Cette nouvelle touche acidulée a pu apparaître choquante au départ, mais c'est
elle qui a permis à la marque naissante d'émerger dans un rayon surencombré et
de trouver ainsi immédiatement sa cible. Dans un tout autre registre, observons
le cas de Blanco, le leader du marché des activateurs de lavage du linge. La
fusion des sociétés Reckitt & Colman et Benckiser a donné à cette marque
l'opportunité de s'implanter rapidement sur un nouveau secteur, celui des
détachants. Mais la problématique n'était pas simple. Les étagères étaient déjà
bien occupées par des marques fortes et reconnues, dont les dominantes couleurs
étaient le bleu et le blanc, exactement les mêmes nuances que celles des
activateurs Blanco.

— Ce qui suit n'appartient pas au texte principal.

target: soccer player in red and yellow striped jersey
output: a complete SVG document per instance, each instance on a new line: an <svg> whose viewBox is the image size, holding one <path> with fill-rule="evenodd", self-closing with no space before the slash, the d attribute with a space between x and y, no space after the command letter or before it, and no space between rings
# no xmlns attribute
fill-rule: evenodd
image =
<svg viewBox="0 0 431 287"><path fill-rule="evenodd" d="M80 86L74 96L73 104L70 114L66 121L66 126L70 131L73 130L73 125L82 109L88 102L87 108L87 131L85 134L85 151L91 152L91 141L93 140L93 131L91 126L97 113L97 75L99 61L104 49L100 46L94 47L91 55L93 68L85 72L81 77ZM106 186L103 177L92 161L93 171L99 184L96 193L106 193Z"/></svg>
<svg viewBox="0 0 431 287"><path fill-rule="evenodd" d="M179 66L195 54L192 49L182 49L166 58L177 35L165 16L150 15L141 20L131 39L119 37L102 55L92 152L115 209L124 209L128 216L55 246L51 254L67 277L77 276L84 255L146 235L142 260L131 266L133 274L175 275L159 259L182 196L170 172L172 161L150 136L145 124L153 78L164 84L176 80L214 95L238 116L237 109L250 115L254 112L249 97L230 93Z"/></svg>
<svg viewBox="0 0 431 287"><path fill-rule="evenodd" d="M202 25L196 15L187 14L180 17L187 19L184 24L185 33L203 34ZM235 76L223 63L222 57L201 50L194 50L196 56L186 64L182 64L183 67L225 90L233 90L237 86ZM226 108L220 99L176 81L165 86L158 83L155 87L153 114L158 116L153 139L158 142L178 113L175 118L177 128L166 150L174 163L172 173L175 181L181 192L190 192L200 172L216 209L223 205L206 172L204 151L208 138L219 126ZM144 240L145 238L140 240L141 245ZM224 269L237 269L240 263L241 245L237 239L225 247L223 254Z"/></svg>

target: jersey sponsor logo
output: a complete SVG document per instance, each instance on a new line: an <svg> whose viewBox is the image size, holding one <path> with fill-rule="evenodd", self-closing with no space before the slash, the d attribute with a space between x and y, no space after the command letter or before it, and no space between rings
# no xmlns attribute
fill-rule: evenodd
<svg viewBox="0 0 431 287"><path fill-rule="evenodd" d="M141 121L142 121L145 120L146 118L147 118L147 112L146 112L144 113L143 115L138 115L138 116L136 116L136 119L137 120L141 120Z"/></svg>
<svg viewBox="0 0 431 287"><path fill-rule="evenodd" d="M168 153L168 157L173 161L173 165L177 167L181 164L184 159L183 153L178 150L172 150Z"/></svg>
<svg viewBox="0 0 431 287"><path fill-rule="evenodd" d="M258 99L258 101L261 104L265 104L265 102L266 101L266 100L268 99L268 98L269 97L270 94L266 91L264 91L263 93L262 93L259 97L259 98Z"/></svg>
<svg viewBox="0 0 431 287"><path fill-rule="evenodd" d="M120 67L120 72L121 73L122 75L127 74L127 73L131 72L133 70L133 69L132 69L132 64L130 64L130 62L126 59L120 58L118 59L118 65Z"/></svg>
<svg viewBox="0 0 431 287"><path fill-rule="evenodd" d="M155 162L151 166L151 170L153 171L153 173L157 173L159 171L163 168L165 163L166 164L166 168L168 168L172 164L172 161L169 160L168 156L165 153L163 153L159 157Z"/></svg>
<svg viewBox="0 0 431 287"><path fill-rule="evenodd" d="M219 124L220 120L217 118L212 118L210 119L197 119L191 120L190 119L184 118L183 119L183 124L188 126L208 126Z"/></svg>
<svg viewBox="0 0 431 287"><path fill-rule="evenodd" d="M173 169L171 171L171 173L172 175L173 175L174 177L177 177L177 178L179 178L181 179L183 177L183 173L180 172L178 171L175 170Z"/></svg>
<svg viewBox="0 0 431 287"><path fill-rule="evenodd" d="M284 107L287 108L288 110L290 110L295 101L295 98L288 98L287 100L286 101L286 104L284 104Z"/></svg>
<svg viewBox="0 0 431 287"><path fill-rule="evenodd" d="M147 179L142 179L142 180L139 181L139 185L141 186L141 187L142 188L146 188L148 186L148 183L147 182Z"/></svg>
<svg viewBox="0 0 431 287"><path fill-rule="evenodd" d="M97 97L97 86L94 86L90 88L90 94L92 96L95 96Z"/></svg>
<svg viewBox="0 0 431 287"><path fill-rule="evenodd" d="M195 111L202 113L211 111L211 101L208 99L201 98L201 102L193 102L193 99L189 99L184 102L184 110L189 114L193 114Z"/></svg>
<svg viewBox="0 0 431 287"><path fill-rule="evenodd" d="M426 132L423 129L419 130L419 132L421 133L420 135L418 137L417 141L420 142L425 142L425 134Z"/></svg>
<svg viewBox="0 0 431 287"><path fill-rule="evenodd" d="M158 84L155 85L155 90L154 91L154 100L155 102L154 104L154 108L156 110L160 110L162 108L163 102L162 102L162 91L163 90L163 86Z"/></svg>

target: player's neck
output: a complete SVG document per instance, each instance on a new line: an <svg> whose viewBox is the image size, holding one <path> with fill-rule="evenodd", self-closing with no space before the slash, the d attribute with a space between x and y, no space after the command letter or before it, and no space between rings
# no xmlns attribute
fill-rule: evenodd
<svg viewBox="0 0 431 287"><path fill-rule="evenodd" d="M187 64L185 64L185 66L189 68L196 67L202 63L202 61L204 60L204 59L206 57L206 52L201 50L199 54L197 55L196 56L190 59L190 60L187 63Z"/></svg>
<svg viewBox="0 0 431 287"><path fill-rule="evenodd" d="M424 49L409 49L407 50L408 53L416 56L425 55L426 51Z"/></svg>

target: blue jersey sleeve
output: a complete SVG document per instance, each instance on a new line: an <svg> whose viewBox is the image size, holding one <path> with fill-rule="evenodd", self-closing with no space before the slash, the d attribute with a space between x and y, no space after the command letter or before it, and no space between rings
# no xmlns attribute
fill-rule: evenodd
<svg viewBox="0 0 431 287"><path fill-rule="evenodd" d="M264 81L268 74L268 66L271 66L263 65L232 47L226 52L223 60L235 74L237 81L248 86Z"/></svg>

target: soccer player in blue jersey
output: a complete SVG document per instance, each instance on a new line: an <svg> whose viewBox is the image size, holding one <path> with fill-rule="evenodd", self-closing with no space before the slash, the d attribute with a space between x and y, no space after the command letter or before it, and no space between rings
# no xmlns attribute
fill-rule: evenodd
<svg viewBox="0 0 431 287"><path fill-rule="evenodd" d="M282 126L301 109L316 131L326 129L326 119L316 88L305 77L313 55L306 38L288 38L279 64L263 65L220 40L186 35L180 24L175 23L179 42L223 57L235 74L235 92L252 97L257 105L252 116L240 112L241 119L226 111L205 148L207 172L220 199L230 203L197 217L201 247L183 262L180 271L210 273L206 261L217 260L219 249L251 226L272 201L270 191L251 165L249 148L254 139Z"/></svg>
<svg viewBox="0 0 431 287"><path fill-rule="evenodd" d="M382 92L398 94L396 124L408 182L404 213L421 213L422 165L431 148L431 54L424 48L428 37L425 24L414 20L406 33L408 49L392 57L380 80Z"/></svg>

En adoptant un rose vif et saturé comme teinte de fond, la
marque a bien distingué ses nouveaux produits du reste de son offre classique,
tout en conservant son logotype sur fond bleu. Ainsi, ce choix audacieux n'a
pas perturbé la clientèle acquise. Mais, surtout, il a rendu fades les
packagings des concurrents en communiquant une nouvelle vision du détachage :
du linge plus éclatant...
Rompre les codes
Pour se
faire une place à côté de son éternel rival Coca-Cola, Pepsi a aussi adopté une
stratégie de démarcation par la couleur. Après avoir viré au bleu sur le décor
de ses packagings, le challenger va encore plus loin avec Pepsi Twist, son
prochain lancement. La marque abandonne la transparence ; ses bouteilles ne
laissent plus apparaître la teinte brune de la boisson. Ces nouveaux
conditionnements sont teintés dans la masse d'un bleu métallisé éclatant. Nul
doute que cet effet encore plus vif se remarquera dans les rayons. De fait,
même si la forme globale d'un packaging se distingue avant sa couleur, c'est la
couleur qui donne sa vie à la forme. Perrier Fluo en est une preuve
indiscutable. En reprenant la forme identitaire de sa bouteille verte et en la
recouvrant de couleurs "flash", Perrier arrive à signifier aux yeux de tous une
boisson d'une toute autre nature pour une cible radicalement différente. La
couleur est l'énergie du packaging. Son choix doit être prioritairement lié à
un objectif de différenciation. Si, sur la large palette inutilisée par vos
concurrents, une couleur puissante peut vous permettre de vous singulariser,
n'hésitez pas une seconde à vous l'approprier, sans le moindre a priori.